Revista Rural 265 / agosto 2020 – É correto utilizar anti-inflamatórios no tratamento da mastite, principal doença infecciosa que afeta os gados leiteiros do mundo? Para esclarecer o assunto, a Revista Rural conversou com especialistas da área, que contam como deve ser feita a adoção do medicamento.
“Por se tratar de uma inflamação da glândula mamária, é um processo normal utilizar esse tipo de medicamento”, diz Roulber Silva, gerente técnico de grandes animais da Boehringer Ingelheim. Segundo ele, um ponto primordial para entender a questão fica por conta da doença ser dividida em três graus, cada um tendo seus sintomas específicos. “A ‘confusão’ acontece porque acredita-se que o uso do anti-inflamatório no grau um não vai ter efeito nenhum, mas, existem diversos trabalhos publicados que apontam que determinadas moléculas em grau um e grau dois aumentam a cura bacteriológica em até 16%”.

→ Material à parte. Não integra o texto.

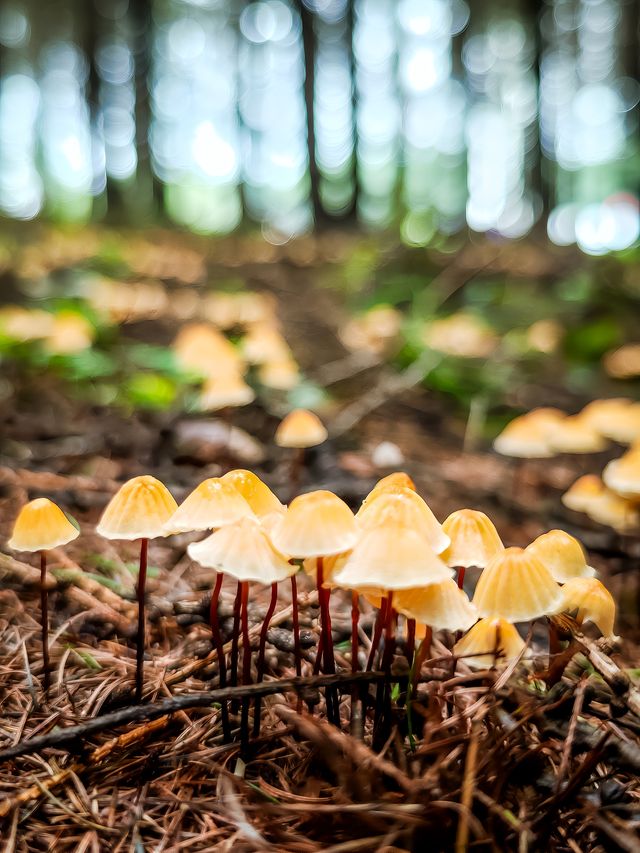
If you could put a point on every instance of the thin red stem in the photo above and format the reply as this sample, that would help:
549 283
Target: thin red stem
296 626
219 646
377 633
142 583
261 653
44 620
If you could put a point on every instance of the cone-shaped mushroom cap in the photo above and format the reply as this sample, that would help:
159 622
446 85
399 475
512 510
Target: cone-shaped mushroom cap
256 493
228 390
624 425
300 428
138 510
592 600
582 494
397 478
244 551
317 524
205 351
474 539
619 513
397 506
601 413
41 525
623 475
524 439
516 586
484 638
562 555
441 605
391 557
575 435
214 503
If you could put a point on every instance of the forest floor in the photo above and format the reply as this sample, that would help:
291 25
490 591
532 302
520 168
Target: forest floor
531 758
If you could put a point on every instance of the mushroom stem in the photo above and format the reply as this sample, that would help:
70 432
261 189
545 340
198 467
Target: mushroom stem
297 464
411 640
142 582
261 652
377 633
219 646
234 643
246 663
296 626
44 620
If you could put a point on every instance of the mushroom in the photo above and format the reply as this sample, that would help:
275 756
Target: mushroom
140 510
562 555
318 524
516 586
298 430
491 640
474 541
593 602
244 551
40 526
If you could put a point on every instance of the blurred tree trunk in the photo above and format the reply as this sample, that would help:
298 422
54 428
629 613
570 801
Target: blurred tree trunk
309 46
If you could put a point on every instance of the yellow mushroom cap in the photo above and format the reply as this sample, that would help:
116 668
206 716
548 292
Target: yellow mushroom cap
256 493
214 503
41 525
244 551
317 524
225 391
391 557
617 512
562 555
300 428
442 606
575 435
401 507
582 494
479 644
138 510
592 600
279 375
395 479
623 475
524 439
516 586
474 539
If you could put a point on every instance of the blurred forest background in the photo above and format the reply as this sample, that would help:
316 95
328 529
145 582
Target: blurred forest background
431 116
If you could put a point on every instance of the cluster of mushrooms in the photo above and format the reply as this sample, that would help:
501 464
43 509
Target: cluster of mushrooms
393 552
614 498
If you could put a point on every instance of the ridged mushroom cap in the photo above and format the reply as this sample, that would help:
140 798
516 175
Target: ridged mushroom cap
397 505
622 475
244 551
391 557
592 600
317 524
40 526
580 496
562 555
474 539
212 504
516 586
139 510
300 428
442 606
256 493
478 646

Alessandro de Sá Guimarães, pesquisador da Embrapa Gado de Leite, segue a mesma linha de Silva, e comenta que o uso de anti-inflamatório de fato depende do tipo de mastite que o animal apresenta. “No caso da clínica, que tem uma inflamação e desconforto grande, esse medicamento tem uma função bastante importante para acelerar o processo de recuperação do animal”, declara. Além disso, ele diz que no Brasil, o produtor tem o costume de utilizar automaticamente antibióticos, porém, sem a identificação do agente patogênico causador da inflamação, o medicamento pode não ser efetivo no rebanho. “Nem sempre deve ser usado. O ideal é o produtor fazer uma coleta da amostra de leite e identificar o patógeno que causa a mastite”. A partir daí, dependendo do grupo, se indica o uso ou não do biótico. “Hoje existe tecnologia para se fazer isso dentro da fazenda e em 24 horas o produtor tem o teste microbiológico para tomar a decisão”, declara.

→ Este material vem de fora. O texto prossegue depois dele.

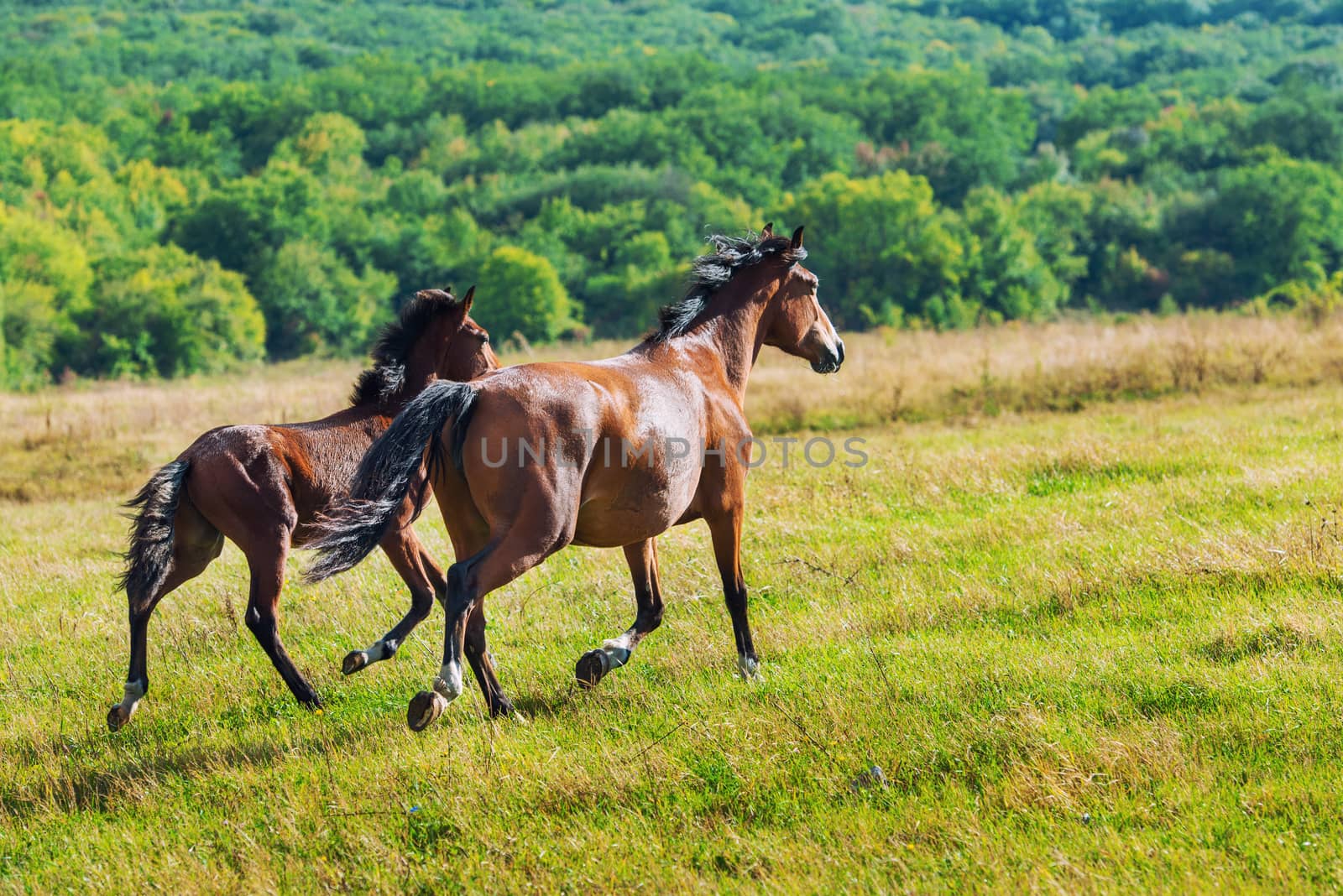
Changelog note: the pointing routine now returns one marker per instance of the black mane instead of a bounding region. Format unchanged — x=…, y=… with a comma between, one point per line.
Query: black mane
x=713, y=270
x=394, y=345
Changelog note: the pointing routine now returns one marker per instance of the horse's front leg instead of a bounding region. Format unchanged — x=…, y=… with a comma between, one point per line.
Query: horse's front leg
x=725, y=531
x=642, y=558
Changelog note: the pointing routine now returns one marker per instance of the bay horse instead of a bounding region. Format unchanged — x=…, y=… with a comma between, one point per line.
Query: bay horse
x=684, y=387
x=265, y=486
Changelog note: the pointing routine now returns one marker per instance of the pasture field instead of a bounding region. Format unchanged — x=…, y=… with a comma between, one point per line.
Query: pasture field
x=1081, y=607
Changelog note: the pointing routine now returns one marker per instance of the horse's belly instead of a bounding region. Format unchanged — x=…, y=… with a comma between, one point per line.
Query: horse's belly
x=631, y=506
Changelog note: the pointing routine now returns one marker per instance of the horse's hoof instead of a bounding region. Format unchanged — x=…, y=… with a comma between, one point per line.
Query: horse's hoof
x=425, y=710
x=355, y=660
x=118, y=718
x=590, y=669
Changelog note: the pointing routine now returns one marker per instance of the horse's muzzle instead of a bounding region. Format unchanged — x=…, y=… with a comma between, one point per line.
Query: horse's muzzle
x=832, y=361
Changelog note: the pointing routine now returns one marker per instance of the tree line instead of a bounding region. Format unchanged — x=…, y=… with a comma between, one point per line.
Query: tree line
x=186, y=185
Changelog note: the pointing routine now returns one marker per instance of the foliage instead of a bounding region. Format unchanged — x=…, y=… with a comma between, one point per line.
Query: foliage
x=527, y=297
x=955, y=163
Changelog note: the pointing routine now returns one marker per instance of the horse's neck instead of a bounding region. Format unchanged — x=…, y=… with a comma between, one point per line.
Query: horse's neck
x=735, y=337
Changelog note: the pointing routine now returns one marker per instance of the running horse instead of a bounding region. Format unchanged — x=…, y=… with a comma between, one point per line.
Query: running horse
x=608, y=454
x=265, y=486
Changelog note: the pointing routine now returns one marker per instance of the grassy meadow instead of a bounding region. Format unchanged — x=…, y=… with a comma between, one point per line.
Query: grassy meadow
x=1081, y=607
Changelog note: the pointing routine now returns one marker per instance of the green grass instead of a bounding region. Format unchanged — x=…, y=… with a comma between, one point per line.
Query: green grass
x=1090, y=651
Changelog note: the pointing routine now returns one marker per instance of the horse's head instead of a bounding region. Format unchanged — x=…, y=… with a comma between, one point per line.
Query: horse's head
x=460, y=346
x=796, y=320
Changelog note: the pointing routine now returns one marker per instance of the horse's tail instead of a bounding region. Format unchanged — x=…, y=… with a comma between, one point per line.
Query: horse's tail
x=151, y=548
x=355, y=528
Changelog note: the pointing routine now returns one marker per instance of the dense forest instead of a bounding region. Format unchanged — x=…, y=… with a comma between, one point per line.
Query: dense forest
x=190, y=184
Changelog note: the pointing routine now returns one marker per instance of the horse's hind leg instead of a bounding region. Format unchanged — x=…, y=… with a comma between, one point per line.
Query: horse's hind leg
x=196, y=542
x=483, y=664
x=425, y=580
x=642, y=558
x=266, y=560
x=507, y=557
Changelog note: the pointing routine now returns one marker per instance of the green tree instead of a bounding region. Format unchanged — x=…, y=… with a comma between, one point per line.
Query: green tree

Silva comenta que há uma crescente nos diagnósticos dentro das fazendas, e dá uma dica para quem faz isso. “Uma vez que a mastite vai ser identificada pelos sintomas, faça o primeiro tratamento com anti-inflamatório, enquanto se leva o leite para a análise bacteriana. Dependendo do tipo constatado aí se define o uso de antibiótico”. Segundo ele, estudos apontam que cerca de 50% dos casos não possuem crescimento de bactéria, o que permite a recuperação do gado apenas com o anti-inflamatório. “É preciso entender que são dois medicamentos sinérgicos, que devem ser utilizados de forma racional, baseado na prescrição de um médico veterinário”, diz.
Rebanho sob vigia
Estima-se que a mastite cause até 15% de perda na produção de leite no País, o que gera 70% dos gastos com a doença. Mas, este não é o único problema ocasionado por ela. O gerente da Boehringer comenta que é preciso pensar em tudo que a enfermidade causa, como, por exemplo, o impacto de fertilidade. “Vacas doentes têm suas taxas de concepção diminuídas. Então, quando o pecuarista utiliza o anti-inflamatório de aplicação única em animais doentes de grau um ou grau dois, aumenta a taxa de concepção, diminuindo o número de inseminações para a vaca emprenhar”, declara. Assim sendo, para ele, falar de mastite não se resume apenas na redução da produção do leite. “Temos que nos atentar além da inflamação em si, principalmente no que se refere a ingestão de matéria seca, longevidade e o bem-estar do rabanho”.
Ainda em relação a qualidade do leite, do ponto de vista de resultado, Guimarães, pesquisador da Embrapa, comenta que é preciso desmistificar que o anti-inflamatório tenha alguma influência. “O que ocasiona problema na qualidade é a doença em si, que traz reflexos negativos na composição do alimento, gerando prejuízos financeiros ao produtor”.
Lidar com a realidade
Quem tem rebanho leiteiro vai ter que lidar com a mastite, não existe pecuarista no mundo que não sofra com essa doença, e Silva reforça que o produtor tem que deixar de ver a enfermidade relacionada apenas ao problema de produção, deixando outros aspectos de lado. “É uma reação em cadeia, onde um ponto de partida pode desaguar em diversos problemas se não for tratado corretamente”.
Para o produtor evitar maiores dores de cabeça, o cuidado com a prevenção se torna tão importante quanto o tipo de medicamento que será utilizado. “Sempre quando falamos de doenças, temos que trabalhar fortemente a prevenção, e no caso da mastite há procedimentos que são feitos na fazenda que pode controlá-la e ajudar a diminuir a incidência”, declara. Dessa maneira, segundo o gerente, o pecuarista vai garantir que o rebanho esteja confortável e saudável, aumentando automaticamente a produção e o rendimento na propriedade.